- Simplifies plotting Spark DataFrames by making calculations for plots inside Spark
- Plot types: Histogram, 2D Histogram
- Generates Matplotlib plots with a similar Pandas Plotting API
TODO:
- Other plot types
- Supports multiple Python plotting frontends (Altair, Plotly and more)
pip install spark-plot
Look at the full NYCFlights example notebook. A short summary is presented below.

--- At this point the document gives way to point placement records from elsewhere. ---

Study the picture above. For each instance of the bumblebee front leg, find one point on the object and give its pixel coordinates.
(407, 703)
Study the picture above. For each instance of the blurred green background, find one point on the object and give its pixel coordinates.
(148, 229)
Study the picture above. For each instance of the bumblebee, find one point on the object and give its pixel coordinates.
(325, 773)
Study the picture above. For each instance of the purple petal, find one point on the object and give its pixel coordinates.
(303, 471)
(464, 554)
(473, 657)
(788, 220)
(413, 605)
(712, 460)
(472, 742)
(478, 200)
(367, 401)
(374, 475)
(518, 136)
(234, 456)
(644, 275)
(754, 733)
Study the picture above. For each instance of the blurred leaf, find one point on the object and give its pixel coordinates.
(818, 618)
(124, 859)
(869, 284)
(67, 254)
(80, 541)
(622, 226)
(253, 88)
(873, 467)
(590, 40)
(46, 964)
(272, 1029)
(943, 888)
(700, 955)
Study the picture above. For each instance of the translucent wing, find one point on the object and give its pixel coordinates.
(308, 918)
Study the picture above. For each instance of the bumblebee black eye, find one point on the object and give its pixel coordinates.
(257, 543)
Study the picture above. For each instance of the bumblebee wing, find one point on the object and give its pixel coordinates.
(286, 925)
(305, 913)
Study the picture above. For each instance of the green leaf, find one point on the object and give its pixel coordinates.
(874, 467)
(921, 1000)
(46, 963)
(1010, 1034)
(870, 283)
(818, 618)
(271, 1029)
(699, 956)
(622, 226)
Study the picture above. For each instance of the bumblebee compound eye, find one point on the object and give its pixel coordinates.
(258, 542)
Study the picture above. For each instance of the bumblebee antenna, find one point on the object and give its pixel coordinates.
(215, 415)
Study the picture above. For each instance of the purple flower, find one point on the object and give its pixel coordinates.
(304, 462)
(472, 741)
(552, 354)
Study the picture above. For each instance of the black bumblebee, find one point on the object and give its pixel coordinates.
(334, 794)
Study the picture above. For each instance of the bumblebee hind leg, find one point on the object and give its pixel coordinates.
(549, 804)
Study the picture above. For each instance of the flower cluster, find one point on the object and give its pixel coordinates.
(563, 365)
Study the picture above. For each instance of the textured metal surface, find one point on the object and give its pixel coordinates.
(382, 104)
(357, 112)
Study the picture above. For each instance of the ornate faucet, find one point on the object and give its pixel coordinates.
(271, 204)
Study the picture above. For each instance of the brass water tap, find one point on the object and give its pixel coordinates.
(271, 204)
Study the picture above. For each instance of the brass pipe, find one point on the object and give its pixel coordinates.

Create an Spark DataFrame:
from nycflights13 import flights as flights_pd
flights = spark.createDataFrame(flights_pd)
Import spark-plot
Matplotlib frontend:
from spark_plot import mpl
mpl.hist(flights, "distance", color="#474747")
Specify the bin_width
instead:
mpl.hist(flights, "distance", bin_width=400, color="#474747")
Similar to a histogram but in two dimensions.
ax = mpl.hist2d(flights, col_x="sched_dep_time", col_y="sched_arr_time", title="Sched Arrival vs Departure", cmap="Blues_r")
mpl.bar(flights, x="origin")
Use any Spark aggregate function
import pyspark.sql.functions as F
mpl.bar(flights, x="origin", y="dep_delay", agg=F.mean)
Pass multiple columns.
import pyspark.sql.functions as F
ax = mpl.bar(flights, x="origin", y=["dep_delay", "arr_delay"], agg=F.sum)